The French have explicitly decided that health care ought to be offered free to all citizens, to all human beings who seek care within their borders, and they have decided doctors' first responsibility is to the patient, not to the government or the health care system, but this has caused them to face the results of this generosity--systems which are quickly overwhelmed and the money runs out.

In Germany, the average citizen can expect to pay 10% of his annual income on a health care assessment tax--how many people in the USA making $200,000 would be willing to pay $20,000 for their health insurance, even if drugs are included? 

Americans will vote for an aircraft carrier with a smile, but they howl bloody murder about their Medicare taxes. 

France has faced the same problems distribution of physicians we have in the US-- getting doctors to live and practice in rural areas, which are typically economically depressed and not at all where people who have been trained in big city hospitals want to live. So, as in the US, the French have found rural hospitals closing, and a deficit of doctors in less desirable towns and communities.  

As doctors' salaries have fallen into the $80,000 range, the medical workforce has changed to 2/3 female physicians, who are often the second salary in their family and who refuse to work long hours or to be on call who say they have more important responsibilities at home with their children.

Both France and Germany have had to deal with poor people and the unemployed, whose healthcare cannot be supplemented by employers, and have had to level taxes upon the well insured workers who have both government and private insurance and who are taxed to support those with only bare bones government insurance.
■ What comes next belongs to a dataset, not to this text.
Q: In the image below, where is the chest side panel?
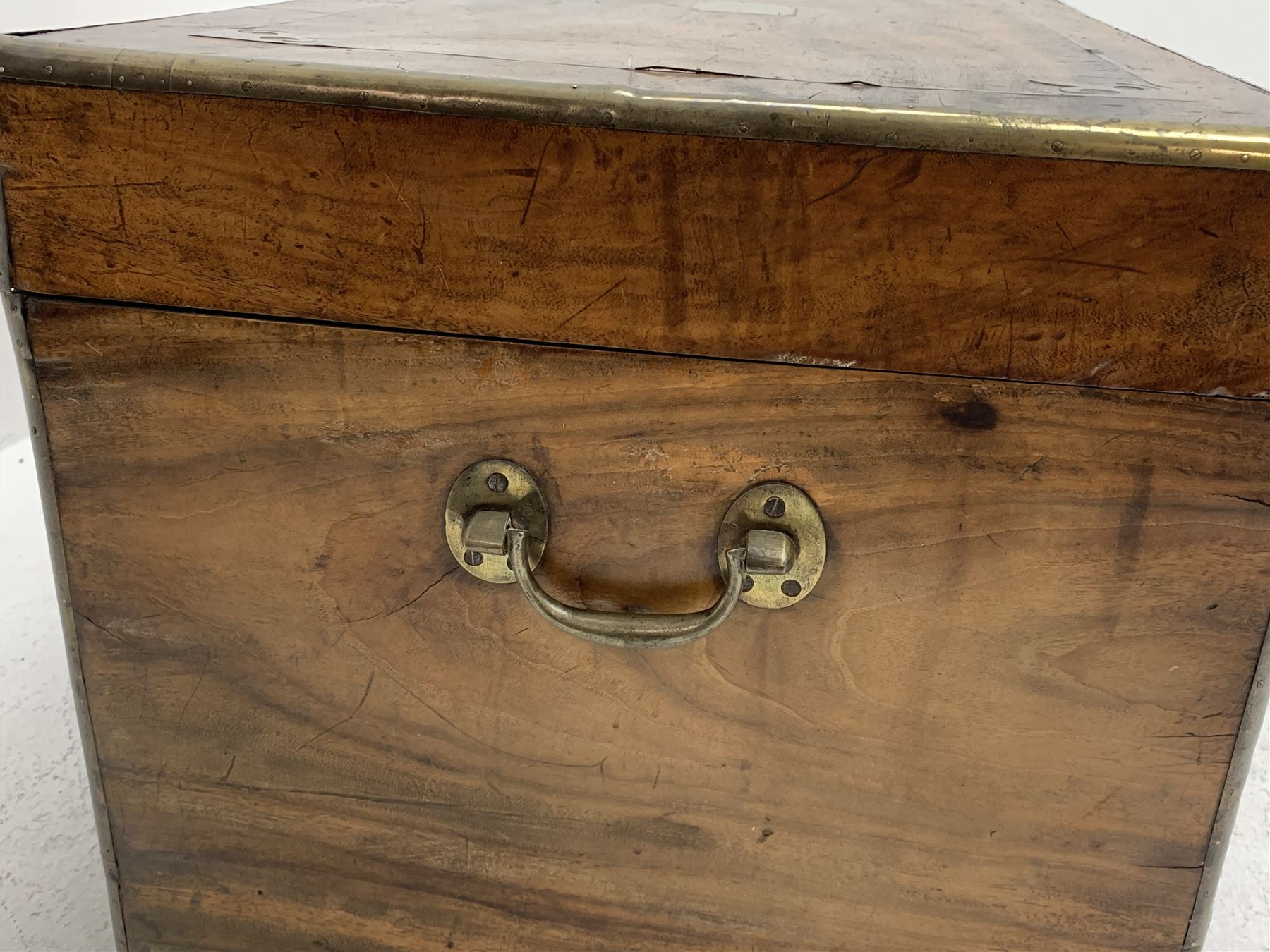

In England, France and Germany, health care facilities are often operating in the red and special efforts have to be made to shore up these public institutions.

So, when Bernie speaks in dulcet tones about the wonders of universal health care elsewhere in the world, he does not dwell on the problems in those systems. 

By many objective measures, these countries succeed in providing more care than we do, but they pay more for it. They have decided to spend money on health care. They do not have our defense budget. They may economize in other areas. But even if health care is a right, it is definitely not for free.